Let me not be all negative. There are many great qualities at RPI, however mandating with zero options this Arch program I feel will prove to be a massive mistake in years to come.
@annamom , he majored in Information Technology and Web Science. His experience at RPI was positive overall. He had a rough sophomore year (data structures and foundations of computer science are brutal courses). I have a second son who is a junior at an LAC and is majoring in CS. His CS courses are not nearly as deep as the CS courses that son #1 experienced at RPI. RPI is no cake walk. You work for your grades.
My son graduated RPI before ARCH was implemented, so we have no experience with it. I did ask my son if he’s heard any noise from current students (he was in a fraternity and still has friends who are current students at RPI) regarding ARCH, and his words were “it’s a failure and a pain in the butt”. @RPIparent77 , I do not doubt your frustrations over the ARCH program. It sounds like RPI needs to iron out the large kinks fast re ARCH. I do hope things will turn around for your child and that he/she will have a positive experience at RPI.

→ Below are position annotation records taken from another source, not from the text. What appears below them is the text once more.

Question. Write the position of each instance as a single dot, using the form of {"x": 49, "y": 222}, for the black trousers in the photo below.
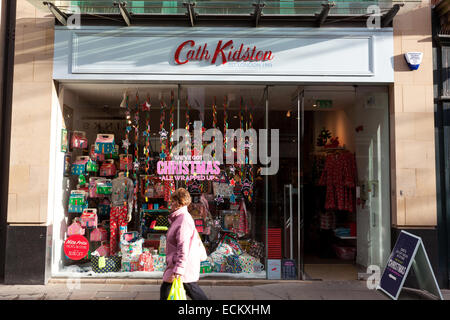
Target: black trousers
{"x": 192, "y": 290}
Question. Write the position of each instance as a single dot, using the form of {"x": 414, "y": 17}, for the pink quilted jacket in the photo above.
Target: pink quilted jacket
{"x": 183, "y": 247}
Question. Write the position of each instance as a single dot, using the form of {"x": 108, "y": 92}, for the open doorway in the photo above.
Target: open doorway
{"x": 345, "y": 180}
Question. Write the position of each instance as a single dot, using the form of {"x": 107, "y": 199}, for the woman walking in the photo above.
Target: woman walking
{"x": 184, "y": 249}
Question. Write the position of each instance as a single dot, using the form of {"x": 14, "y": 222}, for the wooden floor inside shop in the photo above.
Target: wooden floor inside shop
{"x": 334, "y": 272}
{"x": 317, "y": 268}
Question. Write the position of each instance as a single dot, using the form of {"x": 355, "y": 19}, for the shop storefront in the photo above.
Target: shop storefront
{"x": 281, "y": 135}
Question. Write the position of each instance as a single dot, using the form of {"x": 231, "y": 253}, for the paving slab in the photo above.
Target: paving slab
{"x": 115, "y": 295}
{"x": 147, "y": 296}
{"x": 141, "y": 288}
{"x": 82, "y": 295}
{"x": 9, "y": 297}
{"x": 36, "y": 296}
{"x": 56, "y": 296}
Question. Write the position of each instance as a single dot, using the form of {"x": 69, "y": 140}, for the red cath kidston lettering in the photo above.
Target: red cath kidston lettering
{"x": 226, "y": 51}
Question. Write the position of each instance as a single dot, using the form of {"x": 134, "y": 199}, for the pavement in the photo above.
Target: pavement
{"x": 135, "y": 289}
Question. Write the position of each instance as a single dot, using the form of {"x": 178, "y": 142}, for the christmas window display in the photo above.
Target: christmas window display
{"x": 119, "y": 202}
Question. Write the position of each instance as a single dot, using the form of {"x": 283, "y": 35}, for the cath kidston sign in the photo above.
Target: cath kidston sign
{"x": 222, "y": 53}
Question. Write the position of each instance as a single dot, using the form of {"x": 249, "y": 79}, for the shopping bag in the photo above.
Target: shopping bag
{"x": 108, "y": 168}
{"x": 104, "y": 143}
{"x": 177, "y": 291}
{"x": 79, "y": 140}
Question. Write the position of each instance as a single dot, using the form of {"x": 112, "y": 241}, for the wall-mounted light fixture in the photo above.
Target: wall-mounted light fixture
{"x": 413, "y": 59}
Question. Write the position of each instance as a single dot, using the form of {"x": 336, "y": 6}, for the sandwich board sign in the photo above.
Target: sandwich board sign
{"x": 408, "y": 251}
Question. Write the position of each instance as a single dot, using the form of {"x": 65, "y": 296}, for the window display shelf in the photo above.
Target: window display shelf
{"x": 346, "y": 238}
{"x": 154, "y": 211}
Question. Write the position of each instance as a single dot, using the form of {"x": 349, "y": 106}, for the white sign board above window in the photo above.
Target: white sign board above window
{"x": 226, "y": 54}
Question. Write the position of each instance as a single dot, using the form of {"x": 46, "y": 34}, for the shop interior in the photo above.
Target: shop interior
{"x": 248, "y": 221}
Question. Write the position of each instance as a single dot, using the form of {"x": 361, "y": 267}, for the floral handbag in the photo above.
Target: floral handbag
{"x": 108, "y": 168}
{"x": 104, "y": 143}
{"x": 75, "y": 228}
{"x": 152, "y": 187}
{"x": 77, "y": 201}
{"x": 104, "y": 208}
{"x": 79, "y": 140}
{"x": 79, "y": 166}
{"x": 96, "y": 156}
{"x": 99, "y": 234}
{"x": 106, "y": 264}
{"x": 222, "y": 186}
{"x": 91, "y": 166}
{"x": 232, "y": 264}
{"x": 93, "y": 187}
{"x": 104, "y": 186}
{"x": 89, "y": 218}
{"x": 125, "y": 162}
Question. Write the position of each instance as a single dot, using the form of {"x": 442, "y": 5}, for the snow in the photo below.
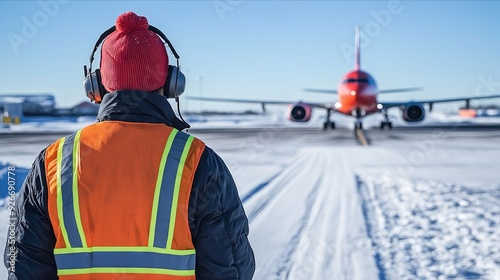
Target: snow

@randomdude532 , sorry to hear about your difficulty with job placement. I asked my son if his friends had difficulty landing jobs and he said nearly all of them had jobs prior to graduation (engineering and CS majors). The friend who had difficulty landing a job majored in BME. Perhaps you’re right about not having the industry connections for BME, but that is definitely not the case for CS and other engineering majors, according to my son. I hope things work out for you.
FWIW, I asked my son where some of his friends landed jobs. He listed the following companies for friends of his who graduated in 2016 to present day. (My son graduated in 2017). Most of his friends were CS majors and ended up at Bloomberg, Connexta (Phoenix, AZ), Wayfair, GE, Johnson & Johnson, United Healthcare, Aetna, Viasat (EE major), Sikorsky (EE major) Navartis (ChemE major), ExxonMobil (ChemE), Bristol Myers Squibb, (ChemE), VistaPrint, TripAdvisor, Microsoft and Cisco. The BME major landed at GE Healthcare, but it did take her some time to land a job.
My son is at his current place of work (software company) because the COO of the company saw his resume on LinkedIn, reached out to him and said “I see you’re a graduate of RPI. I’d like to talk about a position we have open”. He had to take two technical tests and had multiple interviews, but he landed the job and I feel that what got his foot in the door was having RPI on his resume. He turned down a job offer in NYC. Didn’t want to commute.
@123France thank you. I heard ITWS had 100% employment rate last year.
Thanks for this real world report. Appreciated you taking the time to help all level set.
I agreed with @RPIparent77, families need to understand the impact of Summer Arch (research and read). I think @StudentsR1st in a different post suggested some questions to ask. Please also do not just assume that it is a co-op program or provides more opportunities for internship.
I heard ITWS had a 100% employment rate last year, I also understand that it is a smaller department. My friend’s son, a CS major did not an offer until a few months after graduation. (not sure whether it is considered as good or bad). His mother did not have too many good words about the program.